It's that time of year. It's time to revisit, revise, or maybe even reinvent your writing workshop procedures. I actually love this time of year. I like getting back into the meat of workshop. Right now, I'm feeling a bit annoyed with elaborate units of study. Especially when it feels like the teacher, myself included, is talking a lot and the kids are writing too little.
In one classroom I'm working in, the teacher and the kids redesigned the writing center. New paper, pencils, sticky notes, and stapler. The students, along with their teacher, decided how it should be set up, maintained, and how abusers would be dealt with. The kids love it and it has increased their independence.
Procedures for using items, especially the stapler need to be modeled and practiced over and over. And then there is the pencil issue. Do yourself and the kids a favor and establish how to sharpen, when to sharpen, and what to do if a writer doesn't have a pencil.
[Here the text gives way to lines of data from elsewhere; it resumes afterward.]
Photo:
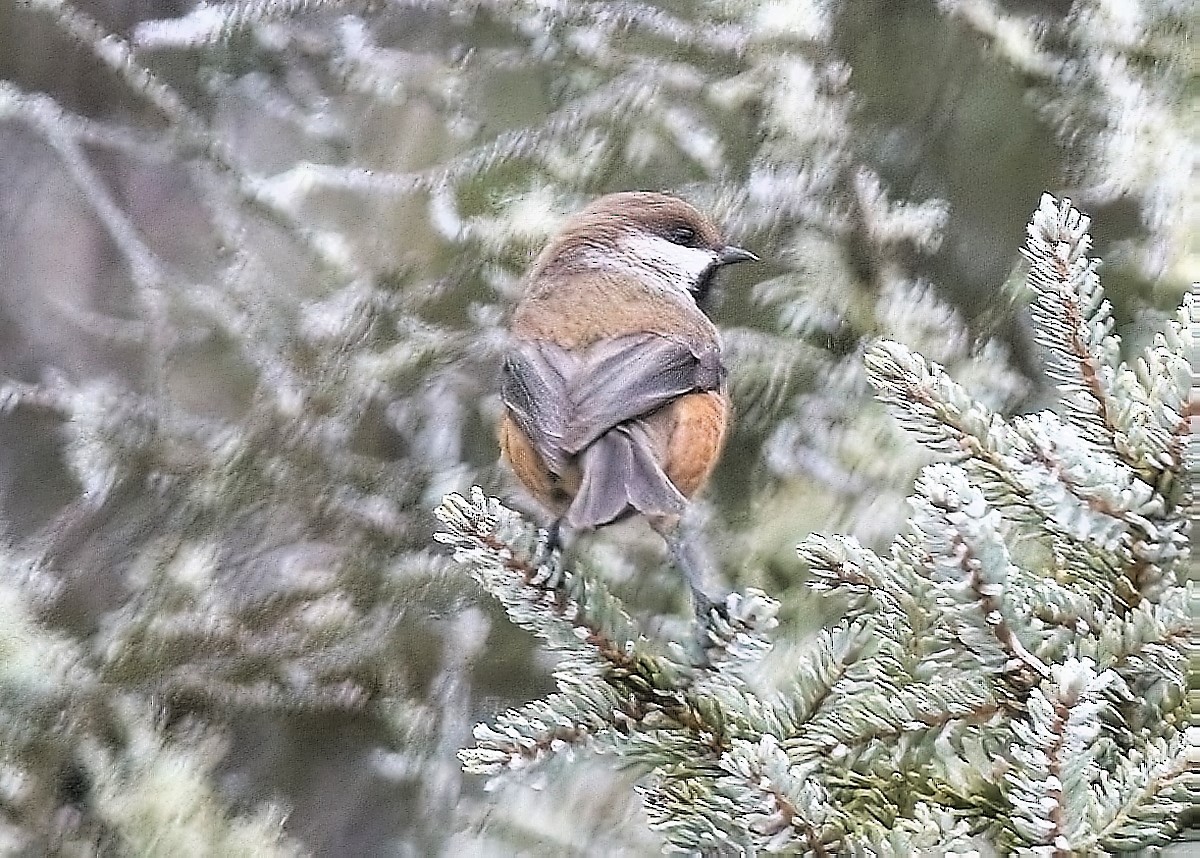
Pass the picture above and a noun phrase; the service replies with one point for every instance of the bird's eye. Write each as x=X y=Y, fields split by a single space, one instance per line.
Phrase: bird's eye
x=684 y=235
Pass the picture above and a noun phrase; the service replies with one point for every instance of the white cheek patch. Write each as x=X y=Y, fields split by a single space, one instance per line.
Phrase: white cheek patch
x=675 y=265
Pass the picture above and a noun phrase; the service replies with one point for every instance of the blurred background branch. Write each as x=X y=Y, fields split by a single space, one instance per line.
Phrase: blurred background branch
x=256 y=256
Take the time to figure out procedures you can live with. Accept that you will have to revisit and practice procedures numerous times. That is just the way it is. Without practical routines, workshop doesn't work.
A writing center doesn't need to be fancy, nor the items in it. But it is a critical element in creating a writing workshop that focuses on the work of writing. Having a writing center, even a small one, communicates how a teacher regards the work of writing. And keep it simple. A writing center should be a tool to help students build agency not a chaotic mess that requires the teacher to leave a conference and shoo kids back to their seats. Writers want and like tools. I like my tools. I have my preferences and so do kids.